NFIB members understand the illegal immigration issue better than most politicians. An overwhelming 80 percent understand that the right solution is to require illegal immigrants to leave the United States and re-enter legally. That is the core of a proposal we have been advocating for several years, with one additional element critical to its success: Let the private sector, primarily small businesses, handle the implementation.
Requiring illegal workers to leave the United States and re-enter under our terms is a simple idea whose time has come. But expecting any government agency to handle a caseload of more than 10 million is pure fantasy. Instead we need to create incentives that motivate the workers to make the effort themselves.

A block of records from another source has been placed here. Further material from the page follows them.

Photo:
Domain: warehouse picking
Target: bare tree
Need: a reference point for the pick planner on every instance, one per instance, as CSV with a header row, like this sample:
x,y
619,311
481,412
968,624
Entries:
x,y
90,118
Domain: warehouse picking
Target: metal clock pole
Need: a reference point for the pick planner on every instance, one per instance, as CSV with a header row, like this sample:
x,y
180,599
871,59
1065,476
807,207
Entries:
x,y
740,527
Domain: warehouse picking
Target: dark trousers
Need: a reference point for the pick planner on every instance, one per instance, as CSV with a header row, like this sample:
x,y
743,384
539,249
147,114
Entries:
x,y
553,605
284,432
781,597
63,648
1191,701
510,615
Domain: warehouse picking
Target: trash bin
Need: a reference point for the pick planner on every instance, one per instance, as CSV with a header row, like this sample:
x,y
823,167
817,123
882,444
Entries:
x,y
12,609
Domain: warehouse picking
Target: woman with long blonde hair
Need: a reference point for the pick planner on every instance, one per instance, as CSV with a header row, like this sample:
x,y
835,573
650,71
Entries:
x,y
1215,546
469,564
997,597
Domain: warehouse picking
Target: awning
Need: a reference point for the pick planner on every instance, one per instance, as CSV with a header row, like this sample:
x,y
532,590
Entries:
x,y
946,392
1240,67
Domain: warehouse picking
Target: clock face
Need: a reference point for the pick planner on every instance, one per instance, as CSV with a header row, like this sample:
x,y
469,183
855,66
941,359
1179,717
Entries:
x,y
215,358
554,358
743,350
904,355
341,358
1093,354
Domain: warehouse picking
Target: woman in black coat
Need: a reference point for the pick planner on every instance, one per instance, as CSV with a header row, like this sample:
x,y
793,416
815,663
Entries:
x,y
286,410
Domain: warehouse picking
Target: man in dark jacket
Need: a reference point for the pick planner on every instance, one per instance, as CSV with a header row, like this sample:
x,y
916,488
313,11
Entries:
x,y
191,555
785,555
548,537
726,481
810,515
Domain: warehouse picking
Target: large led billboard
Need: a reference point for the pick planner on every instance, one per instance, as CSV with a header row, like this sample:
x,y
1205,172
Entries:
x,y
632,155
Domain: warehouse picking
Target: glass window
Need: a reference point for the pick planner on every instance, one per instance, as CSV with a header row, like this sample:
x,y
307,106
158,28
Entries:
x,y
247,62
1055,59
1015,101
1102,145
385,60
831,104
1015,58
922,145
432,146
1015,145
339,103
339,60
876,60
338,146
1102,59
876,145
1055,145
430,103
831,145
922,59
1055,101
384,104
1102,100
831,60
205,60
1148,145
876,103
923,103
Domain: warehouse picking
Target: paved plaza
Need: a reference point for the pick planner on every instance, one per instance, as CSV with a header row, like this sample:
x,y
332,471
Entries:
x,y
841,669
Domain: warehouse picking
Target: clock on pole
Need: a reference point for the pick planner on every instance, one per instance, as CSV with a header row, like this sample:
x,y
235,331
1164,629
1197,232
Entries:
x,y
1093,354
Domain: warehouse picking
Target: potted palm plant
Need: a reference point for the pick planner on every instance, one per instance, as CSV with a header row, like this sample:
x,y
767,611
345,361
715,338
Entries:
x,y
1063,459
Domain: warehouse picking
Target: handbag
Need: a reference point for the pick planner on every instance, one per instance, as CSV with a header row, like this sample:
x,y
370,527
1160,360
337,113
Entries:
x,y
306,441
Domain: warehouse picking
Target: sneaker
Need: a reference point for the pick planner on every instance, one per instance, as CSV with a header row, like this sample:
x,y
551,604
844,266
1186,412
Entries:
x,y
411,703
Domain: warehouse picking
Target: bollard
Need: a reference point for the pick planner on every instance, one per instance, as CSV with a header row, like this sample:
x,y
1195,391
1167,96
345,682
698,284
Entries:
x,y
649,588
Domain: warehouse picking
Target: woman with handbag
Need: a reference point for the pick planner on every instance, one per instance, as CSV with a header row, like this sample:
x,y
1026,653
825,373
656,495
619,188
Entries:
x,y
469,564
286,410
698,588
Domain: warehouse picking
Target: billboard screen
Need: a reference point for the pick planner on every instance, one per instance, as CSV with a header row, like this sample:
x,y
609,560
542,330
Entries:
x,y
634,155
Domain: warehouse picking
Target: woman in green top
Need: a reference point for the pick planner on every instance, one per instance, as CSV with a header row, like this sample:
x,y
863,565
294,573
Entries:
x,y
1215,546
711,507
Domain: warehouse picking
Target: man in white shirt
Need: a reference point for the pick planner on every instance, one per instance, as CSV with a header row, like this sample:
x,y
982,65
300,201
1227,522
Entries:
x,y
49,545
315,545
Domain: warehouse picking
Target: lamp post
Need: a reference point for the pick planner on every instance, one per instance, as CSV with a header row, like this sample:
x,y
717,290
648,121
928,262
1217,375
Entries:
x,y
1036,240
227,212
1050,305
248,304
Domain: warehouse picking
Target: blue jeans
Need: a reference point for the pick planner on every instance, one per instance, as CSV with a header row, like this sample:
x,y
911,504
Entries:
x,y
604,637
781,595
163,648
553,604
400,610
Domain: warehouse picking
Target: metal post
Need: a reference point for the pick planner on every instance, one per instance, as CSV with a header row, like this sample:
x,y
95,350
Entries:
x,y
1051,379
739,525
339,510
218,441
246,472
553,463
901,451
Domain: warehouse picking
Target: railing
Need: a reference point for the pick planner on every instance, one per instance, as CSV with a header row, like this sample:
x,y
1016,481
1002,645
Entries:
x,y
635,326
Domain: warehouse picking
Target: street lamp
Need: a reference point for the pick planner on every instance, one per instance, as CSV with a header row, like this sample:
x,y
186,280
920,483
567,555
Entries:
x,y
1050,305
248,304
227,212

Two things must be changed for that to happen. First, the number of allowable workers must be set by the marketplace—not by artificial quotas based on congressional politics and guesswork. Congress allows only 66,000 H-2B visas for the entire country each year, but we know my home state of Colorado alone needs more than that. Second, the congressional-directed bureaucracy that doesn't work must be replaced by businesses that will get the job done. We propose allowing private employment companies to set up offices outside the United States, run the required background checks and issue smart cards that can be easily tracked and verified by employers and by law enforcement.
Thousands of small businesses across the country perform these services every day. Companies routinely connect jobs and workers, run background checks, issue cards that are nearly impossible to duplicate and transfer information around the world instantly. Their motivation for speed and accuracy? Profits.
Both employers and employees already have a strong desire to operate legally. This plan would finally give them the means to do so. It would also eliminate 90 percent of illegal border crossings—making border control easier and cheaper. In fact, this plan would be financed by user fees, not taxpayer dollars. Best of all, it's a simple solution as old as America itself: Let the free market work.
Enforcement will remain a crucial element in solving this problem. But before turning thousands of small business owners into criminals, we must provide a way to help them obtain the workers they need. Otherwise we are at risk of simply trying to jail our way out of this mess.
Helen Krieble suggests an innovative proposal to address the legal guest-worker shortage in this country. Her idea was introduced as legislation by Rep. Mike Pence (Ind.) last year, but has not been considered by Congress.
Helen Krieble is president of the Vernon K. Krieble Foundation.